Lecture commune avec Titine, Maggie et Filipa
Titre original : Johnson’s life of London
Traduction (2013) : Michel Faure
Robert Laffont, 2011, 339 pages
La première phrase :
Ils arrivent, encore et toujours, et montent à l’assaut du pont.
L’histoire :
L’actuel maire de Londres évoque l’histoire de sa ville de l’Antiquité à la fin du XXème siècle, à travers la vie et l’oeuvre de dix-sept personnalités marquantes, dont les accomplissements politiques, scientifiques ou artistiques contribuèrent à façonner l’image d’une capitale dynamique et influente.
Parmi eux : Boadicée . . . Hadrien . . . Robert Hooke . . . Turner . . . Florence Nightingale . . . Keith Richards . . . et bien d’autres !
L’opinion de Miss Léo :
Voici un livre que j’avais très envie d’aimer, d’autant plus que j’avais eu la chance de le recevoir gratuitement, après avoir rencontré l’attachée de presse des éditions Robert Laffont au dernier Salon du Livre (je remercie d’ailleurs Christelle pour cet envoi). Je m’attendais à une lecture fluide, drôle et instructive, mais cela fut malheureusement beaucoup plus laborieux, et surtout infiniment moins agréable que prévu. Je reste sur une impression très mitigée, et il m’est bien difficile d’exprimer une opinion tranchée, tant mes sentiments ont fluctué au cours de ma lecture. J’ai tour à tour éprouvé de l’ennui, de l’intérêt mais aussi (surtout) de l’agacement vis à vis de certains partis pris de l’auteur.
Soyons clairs : j’aime les anglais ! J’apprécie leur flegme et leur humour, ainsi que leurs scones le sens de l’auto-dérision qu’ils manifestent en toutes circonstances, y compris face aux situations les plus désespérées. J’aime Londres, ville culturellement dynamique et tournée vers l’avenir, pourvue de nombreux parcs et pubs chaleureux, et je me sens par certains côtés assez proche des britanniques, qui me semblent posséder des qualités fort appréciables, dont nous autres français sommes de façon générale cruellement dépourvus. Je ne suis cependant pas dupe, et je ne tomberai sûrement pas dans l’excès inverse, consistant à idéaliser à outrance un peuple à la mentalité très particulière. Comme tous les pays du monde, l’Angleterre se distingue par quelques attitudes assez déplaisantes, dont Boris Johnson n’hésite pas à faire l’apologie.

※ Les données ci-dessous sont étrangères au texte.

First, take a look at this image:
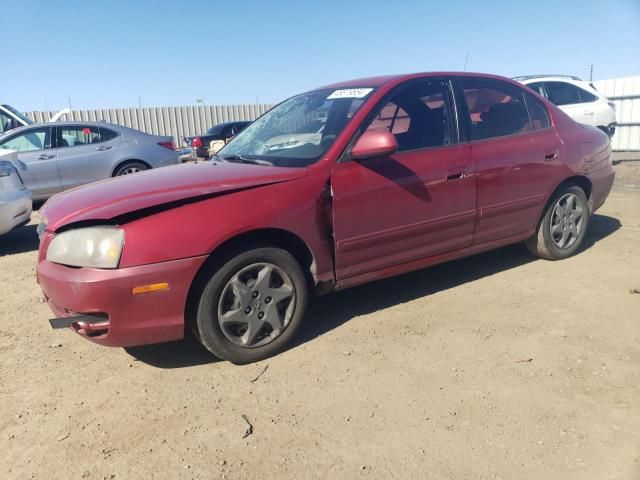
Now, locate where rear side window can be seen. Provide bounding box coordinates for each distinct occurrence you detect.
[524,93,551,130]
[544,82,582,105]
[100,127,118,142]
[460,78,531,140]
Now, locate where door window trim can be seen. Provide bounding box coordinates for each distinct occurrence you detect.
[336,76,464,163]
[53,123,105,148]
[453,77,553,144]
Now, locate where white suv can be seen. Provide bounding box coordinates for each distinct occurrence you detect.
[514,75,616,137]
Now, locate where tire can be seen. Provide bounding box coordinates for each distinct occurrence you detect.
[193,247,308,365]
[113,162,149,177]
[525,185,589,260]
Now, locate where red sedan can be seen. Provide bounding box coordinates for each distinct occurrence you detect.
[37,73,614,363]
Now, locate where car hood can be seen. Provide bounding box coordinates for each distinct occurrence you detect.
[40,162,307,232]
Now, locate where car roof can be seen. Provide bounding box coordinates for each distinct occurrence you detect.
[314,71,528,90]
[0,121,141,138]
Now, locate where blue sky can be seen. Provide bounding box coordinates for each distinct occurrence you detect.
[0,0,640,111]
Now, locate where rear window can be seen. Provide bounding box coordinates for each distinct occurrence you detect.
[100,127,118,142]
[545,82,582,105]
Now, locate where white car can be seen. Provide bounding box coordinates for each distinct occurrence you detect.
[0,151,32,235]
[0,104,71,135]
[514,75,616,137]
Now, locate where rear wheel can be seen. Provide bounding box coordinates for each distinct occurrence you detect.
[525,185,589,260]
[195,247,308,364]
[113,162,149,177]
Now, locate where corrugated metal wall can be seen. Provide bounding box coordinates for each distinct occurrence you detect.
[27,76,640,150]
[27,104,272,146]
[593,77,640,151]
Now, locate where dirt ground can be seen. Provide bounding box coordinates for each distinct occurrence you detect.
[0,162,640,480]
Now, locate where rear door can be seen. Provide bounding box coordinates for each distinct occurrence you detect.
[56,124,122,190]
[0,126,61,200]
[457,77,564,245]
[331,79,476,281]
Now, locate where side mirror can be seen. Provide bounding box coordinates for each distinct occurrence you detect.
[351,130,398,160]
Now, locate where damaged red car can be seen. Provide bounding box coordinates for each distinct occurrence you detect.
[37,73,614,363]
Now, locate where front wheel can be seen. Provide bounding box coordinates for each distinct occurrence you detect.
[195,247,308,364]
[525,185,589,260]
[113,162,149,177]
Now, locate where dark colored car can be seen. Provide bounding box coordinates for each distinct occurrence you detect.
[184,122,251,158]
[37,73,614,363]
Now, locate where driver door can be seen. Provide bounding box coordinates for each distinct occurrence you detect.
[331,79,476,282]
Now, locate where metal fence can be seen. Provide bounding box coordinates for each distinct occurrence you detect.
[22,76,640,151]
[27,104,272,146]
[593,76,640,151]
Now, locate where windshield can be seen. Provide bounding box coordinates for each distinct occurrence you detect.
[2,105,34,125]
[218,88,373,167]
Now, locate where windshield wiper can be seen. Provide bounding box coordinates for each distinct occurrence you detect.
[222,155,273,167]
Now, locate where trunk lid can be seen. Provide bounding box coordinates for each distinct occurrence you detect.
[41,162,307,231]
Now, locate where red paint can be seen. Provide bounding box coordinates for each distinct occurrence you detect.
[37,72,614,346]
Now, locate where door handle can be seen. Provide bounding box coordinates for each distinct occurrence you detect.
[447,168,467,182]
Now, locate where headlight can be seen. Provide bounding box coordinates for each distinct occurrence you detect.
[47,227,124,268]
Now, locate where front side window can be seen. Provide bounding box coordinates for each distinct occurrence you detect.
[460,78,531,140]
[218,88,374,167]
[578,88,598,103]
[367,81,454,152]
[100,127,119,142]
[58,125,101,148]
[0,127,51,152]
[545,82,581,105]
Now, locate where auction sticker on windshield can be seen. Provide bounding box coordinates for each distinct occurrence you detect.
[327,88,373,100]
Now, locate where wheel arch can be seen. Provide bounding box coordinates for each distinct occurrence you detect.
[110,158,153,177]
[185,228,317,334]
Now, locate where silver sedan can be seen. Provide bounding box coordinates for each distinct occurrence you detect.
[0,122,180,200]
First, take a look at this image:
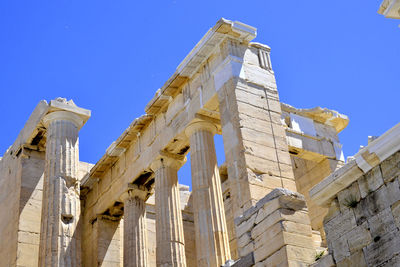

Ma lecture a été considérablement et régulièrement parasitée par cette façon qu’a l’auteur de tout ramener à l’argent et au libéralisme. Vous allez me dire que cela n’est pas étonnant de la part d’un maire conservateur, et que j’aurais dû me méfier . . . Soit. Il n’empêche que cela tourne ici à l’obsession, et que l’idéologie véhiculée apparaît comme très discutable. Boris Johnson semble penser que l’Angleterre ne doit sa grandeur qu’à sa domination économique, et tous les événements évoqués dans le livre se retrouvent d’une façon ou d’une autre associés à des considérations financières. La célébration de la City et des banquiers est ici un thème récurrent, et le message asséné est parfaitement clair : il faut être compétitif, afin d’asseoir la suprématie de l’Angleterre par le commerce et les échanges monétaires. Evidemment, c’est son livre, et il est tout à fait légitime qu’il y expose son point de vue. Il me semble toutefois que cela nuit au propos, et j’aurais souhaité que l’auteur s’efface davantage, afin que son livre d’histoire ne se transforme pas en oeuvre de propagande idéologique.
J’ai également été très agacée par le chauvinisme exacerbé dont fait preuve Boris Johnson (tout comme je suis exaspérée par le chauvinisme affiché par les pseudo-journalistes sportifs français pendant Roland Garros). Tous les prétextes sont bons pour faire l’apologie de l’impérialisme, et célébrer la supériorité anglaise en de multiples domaines (une domination qu’il assimile d’ailleurs à celle de l’Empire Romain en son temps : vive la référence !). Je suis la première à reconnaître le talent de nos voisins d’outre-Manche, dont la production culturelle en particulier force le respect. Que les londoniens soient des citadins créatifs, je n’en doute pas un instant. Il me parait cependant inutile de le rappeler toutes les trois pages, au risque de lasser le lecteur ! Le maire de Londres se félicite également de la prédominance de l’anglais comme langue internationale, or cette uniformisation n’a rien de réjouissant, bien au contraire.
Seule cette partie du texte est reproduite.